Eliza was not young anymore. She still liked bright colors but had quit wearing big earrings because the children liked to tug on them when she did. She’d gone over to Ma’s house to help her pack up Pop’s things for the Goodwill. He’d been gone nearly a year and Ma was finally ready to get the job done. They folded worn blue jeans and button-down Hawaiian shirts in silence while the children ran outside, screaming and laughing and tackling one another. Ma’s hair was silver and Eliza’s hair was tied up in a top-knot. She was too tired to mess with the long curls anymore. She was too tired for everything.

A rumbly, choppy sound was coming up the drive. Eliza looked at Ma, and Ma shrugged her shoulders. Together they leaned out the side door, watching the rusted red pickup truck as it rolled to a stop with a bang! and a puff of polluted smoke. A pair of long legs with busted up shoes hit the pavement.

It was Malto.

That wasn’t his real name, of course, but everyone had called him that for so long they’d forgotten what the other name was. He was younger than Eliza but looked older, with a craggy face and dull eyes. Ma could remember when he was just a little boy and his eyes would sparkle and happiness spread across his cheeks like two round cherries. His skin was dull and pockmarked now. He was exceptionally tall, tall enough that he could tell girls that weren’t so smart he was a stilt walker at the circus. He liked the kind of girls who believed him.

Malto was a drug addict.

He’d been an addict long enough that his addled personality – the jitteriness, the shifty eyes, the pacing – became the essence of who he was. Once, he’d been the kind of kid who proudly brought home good grades on his report card and got a crispy five-dollar bill for his effort.

Now his efforts went only toward scoring more coke and nobody gave him five dollars for doing that.

He’d been an addict long enough that nobody expected anything better from him anymore.

He smiled and waved as he walked closer to the door and for just a brief second he looked like himself, but then he was Malto again. Needed a place to stay the night, he said. Just passing through. Heard about a job up north he might like.

Ma’s shoulders drooped and she smiled a tired smile. “Come on in,” she said. “I’ve got room.”

They ate dinner at the table, the way adults do, and caught up on old things that had been talked about before.
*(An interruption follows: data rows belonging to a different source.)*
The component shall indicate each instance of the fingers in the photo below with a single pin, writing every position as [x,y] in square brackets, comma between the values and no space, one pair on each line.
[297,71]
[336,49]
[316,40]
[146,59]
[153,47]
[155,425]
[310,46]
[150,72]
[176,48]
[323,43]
Eliza filled her van with sleepy children and headed home.
Ma went to bed early.

Malto thought how good it felt to sleep on a mattress, instead of his truck bed. And being Malto, he thought about that old liquor cabinet. He crept down in the darkness and found the key.

Eliza’s phone rang early that morning, before the sunrise had finished painting colors in the sky.

“Malto’s sick.” Ma said it fast and worried. “I think he’s alcohol poisoned. He got into the liquor cabinet last night.”

Eliza drove straight over to Ma’s, without even stopping to change out of her pajamas.

Malto had vomited all over Ma’s beige carpet. He lay next to the mess, his skin pale and pasty, his eyes closed.

Eliza grabbed the phone and dialed 911.

The pretty green glass jug of thirty-year-old Kool-Aid lay on its side, empty.